Bana ait olmayan bir kanepede uyandım. Duvardaki siyah beyaz fotoğrafın üstündeki saat, 17.30'u gösteriyordu. Buluşmamıza 1 saat vardı. 18.00'e kadar aralıksız uyumuş olmak istemiştim. Cep telefonumu kapatmış, daha uyanalı birkaç saat olmasına rağmen uyumaya zorlamıştım kendimi. Düşünmemeye ihtiyacım vardı. Ev telefonundan ulaşılamamak için kendi evimde uyumamıştım üstelik. Bana ulaşamamalıydın. Arayıp gelmeyeceğini söylemeni duymak istemiyordum. Saat 18.00'e kadar bana ulaşmaman, midemdeki o iğrenç ağrıyı durdurabilmemin tek yoluydu.
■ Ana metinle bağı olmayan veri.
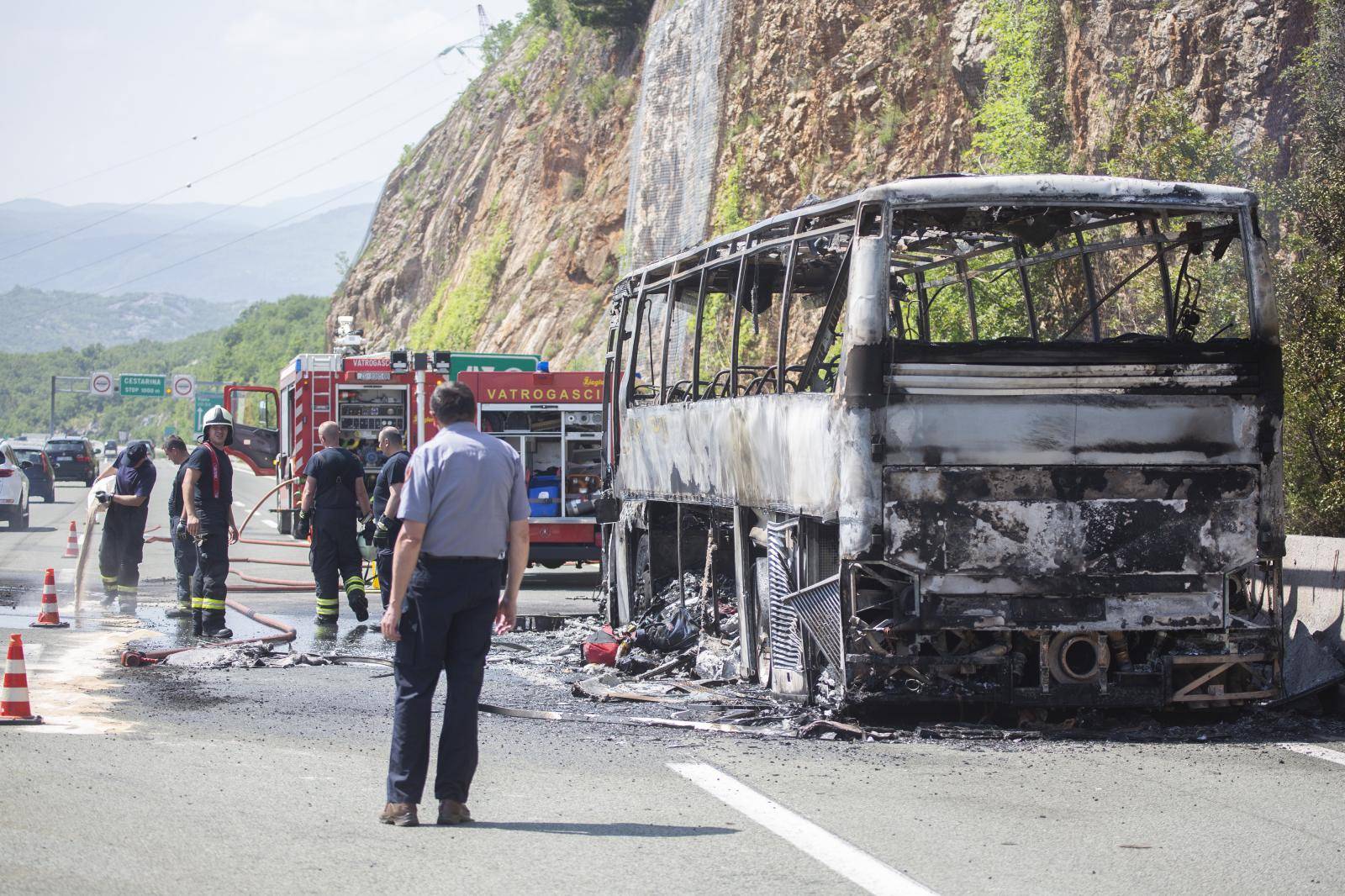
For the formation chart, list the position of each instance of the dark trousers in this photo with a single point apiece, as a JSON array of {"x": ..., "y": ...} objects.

Tam 6 ay öncesinde, kurduğum alarmın çalmasına gerek kalmadan aniden uyandım. Yatağımın yanındaki kırmızı gece lambasının kaloriferdeki girinti ve çıkıntıların üzerinde yarattığı desenler oldukça garip görünüyorlardı. Yerde duran discman'imi aldım ve dinlemeye başladım. Placebo'nun yeni albümü vardı içinde. Kırmızı ışık canımı sıkmıştı, yorganı kafamın üstüne çektim ve Taste In Men dinledim. Albüm bittiğinde ve yataktan çıktığımda ellerimin ne kadar çok titrediğini fark ettim. O salak titreme yüzünden, eyeliner'ımı sürerken hep kaydırdım. Kısacık siyah saçlarım, yağmurlu bir şubat gününün normalde olmayan mavimsi bir ton kattığı bembeyaz tenim, yamuk sürülmüş eyeliner'ım ve siyah ceketimle The Crow'daki bir figüran gibi hissediyordum kendimi. Siyah giymeliydim o gün. Öyle havalarda herkes siyah giymeliydi. Hiç o kadar ruhuma ağırlık yapan bir hava görmemiştim o güne kadar. Daha sonra sabah 6'da kalkıp dersaneye gitmek üzere 121 no'lu otobüsü beklediğim karanlık yağmurlu kış sabahları, bana o günü hatırlatacaktı hep. 21 Şubat 2002. Herşey değişmişti o gün. 14:10. 20 dakika içinde Alsancak'ta olmalıydım. Evden çıktım, asansöre bindim. Nefret ettiğim asansör müziği hiç sinirime dokunmadı o gün. Aynada kendime baktım. Midem bulanıyordu. Normal bir mide bulantısından çok, ağrıma-bulantı arası bir histi aslında. Yıllar içerisinde alışık hale geldiğim o hisle ilk kez tanışmıştım o an.

O an, hayatımda gerçekten tam anlamıyla heyecan duyduğum ilk andı.